We view the five-year expiration provision as relating only to the net worth forbearances that barred the FHLBB from enforcing its capital requirements for five years to the extent that any violation of those requirements was traceable to the subject acquisitions. The terms of the forbearance letters permitting the amortization over 35 to 40 years were separate and apart from the five-year enforcement-related terms. In any event, the five-year expiration provision of the net worth forbearances does not negate other obligations under the merger plan, including the specific time periods for amortization of goodwill.
Id. at 1348 (citing Winstar II, 64 F.3d at 1542).

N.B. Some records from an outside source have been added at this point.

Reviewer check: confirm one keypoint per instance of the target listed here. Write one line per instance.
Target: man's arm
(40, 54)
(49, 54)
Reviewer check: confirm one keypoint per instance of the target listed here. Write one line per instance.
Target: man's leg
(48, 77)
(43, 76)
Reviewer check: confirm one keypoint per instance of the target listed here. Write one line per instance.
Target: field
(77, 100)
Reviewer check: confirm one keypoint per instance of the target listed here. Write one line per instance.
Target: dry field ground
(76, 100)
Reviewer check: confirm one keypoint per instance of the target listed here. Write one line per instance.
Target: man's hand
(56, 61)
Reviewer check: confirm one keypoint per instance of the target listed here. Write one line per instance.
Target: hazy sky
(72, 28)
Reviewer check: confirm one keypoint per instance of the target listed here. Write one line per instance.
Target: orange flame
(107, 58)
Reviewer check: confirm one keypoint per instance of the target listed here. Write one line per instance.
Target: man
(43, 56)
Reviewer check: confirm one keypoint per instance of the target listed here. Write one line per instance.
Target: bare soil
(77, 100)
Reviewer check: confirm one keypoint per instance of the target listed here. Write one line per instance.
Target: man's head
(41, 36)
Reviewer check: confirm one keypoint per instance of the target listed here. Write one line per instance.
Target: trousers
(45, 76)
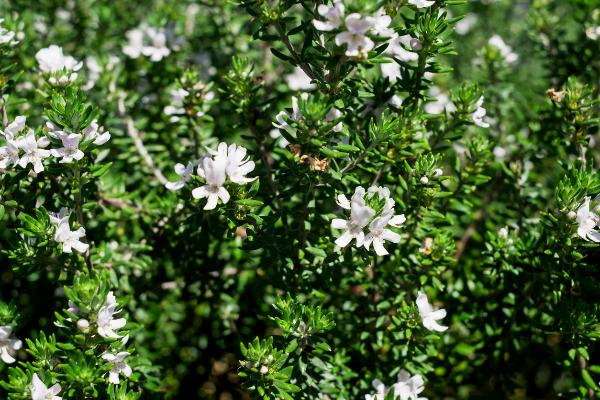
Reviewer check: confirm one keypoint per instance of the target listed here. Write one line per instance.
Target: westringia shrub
(299, 199)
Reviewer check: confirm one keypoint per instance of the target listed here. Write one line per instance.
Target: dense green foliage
(475, 124)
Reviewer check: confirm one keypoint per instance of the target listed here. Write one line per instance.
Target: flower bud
(503, 233)
(83, 324)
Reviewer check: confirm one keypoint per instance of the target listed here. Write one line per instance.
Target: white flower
(148, 41)
(64, 235)
(214, 173)
(278, 138)
(185, 172)
(355, 38)
(118, 366)
(70, 150)
(442, 102)
(158, 48)
(225, 162)
(479, 114)
(298, 80)
(135, 38)
(8, 345)
(238, 165)
(333, 115)
(397, 47)
(429, 315)
(9, 154)
(378, 233)
(505, 50)
(68, 238)
(381, 391)
(593, 32)
(282, 122)
(333, 16)
(408, 387)
(360, 216)
(422, 3)
(106, 321)
(34, 151)
(588, 220)
(94, 71)
(381, 22)
(60, 217)
(39, 391)
(52, 60)
(175, 110)
(6, 36)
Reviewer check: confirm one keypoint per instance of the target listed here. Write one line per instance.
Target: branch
(141, 149)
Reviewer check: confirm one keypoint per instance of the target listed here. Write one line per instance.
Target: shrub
(295, 199)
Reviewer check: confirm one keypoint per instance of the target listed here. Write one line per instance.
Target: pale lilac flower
(593, 32)
(118, 366)
(360, 216)
(52, 59)
(298, 80)
(8, 345)
(158, 49)
(381, 22)
(225, 162)
(355, 37)
(70, 151)
(34, 151)
(278, 138)
(282, 123)
(378, 233)
(333, 16)
(148, 41)
(479, 115)
(175, 110)
(381, 391)
(421, 3)
(185, 172)
(465, 25)
(6, 37)
(213, 170)
(68, 238)
(9, 154)
(429, 315)
(39, 391)
(333, 115)
(133, 48)
(442, 102)
(95, 132)
(106, 321)
(588, 220)
(238, 165)
(408, 387)
(60, 217)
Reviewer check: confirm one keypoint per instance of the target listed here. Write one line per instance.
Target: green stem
(78, 185)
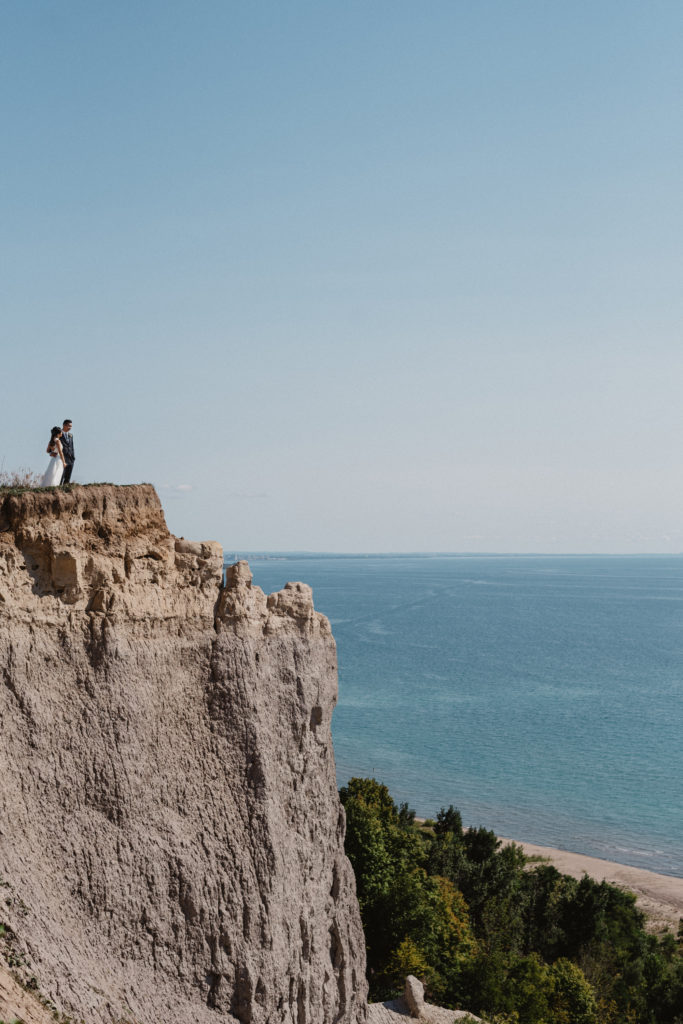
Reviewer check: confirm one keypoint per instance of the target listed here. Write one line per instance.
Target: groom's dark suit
(70, 458)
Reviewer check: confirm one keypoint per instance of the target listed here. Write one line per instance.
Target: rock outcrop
(171, 840)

As in Cal.Fed., the promise to count goodwill towards regulatory capital and to amortize it over forty years was separate and apart from the five year forbearance from enforcement action. Because the use of goodwill for regulatory capital purposes was not contrary to regulations, no forbearance from enforcement action by the Bank Board or the FSLIC was necessary, thereby rendering the five year limitation on forbearances inapplicable. Accordingly, Defendant undertook a contractual obligation to permit the amortization of goodwill arising from the Lewis transaction over a forty-year period.3
3. The Burden Of The Risk Of Regulatory Change For The Reporting Of The FSLIC Capital Contribution Was Not Shifted To Plaintiff.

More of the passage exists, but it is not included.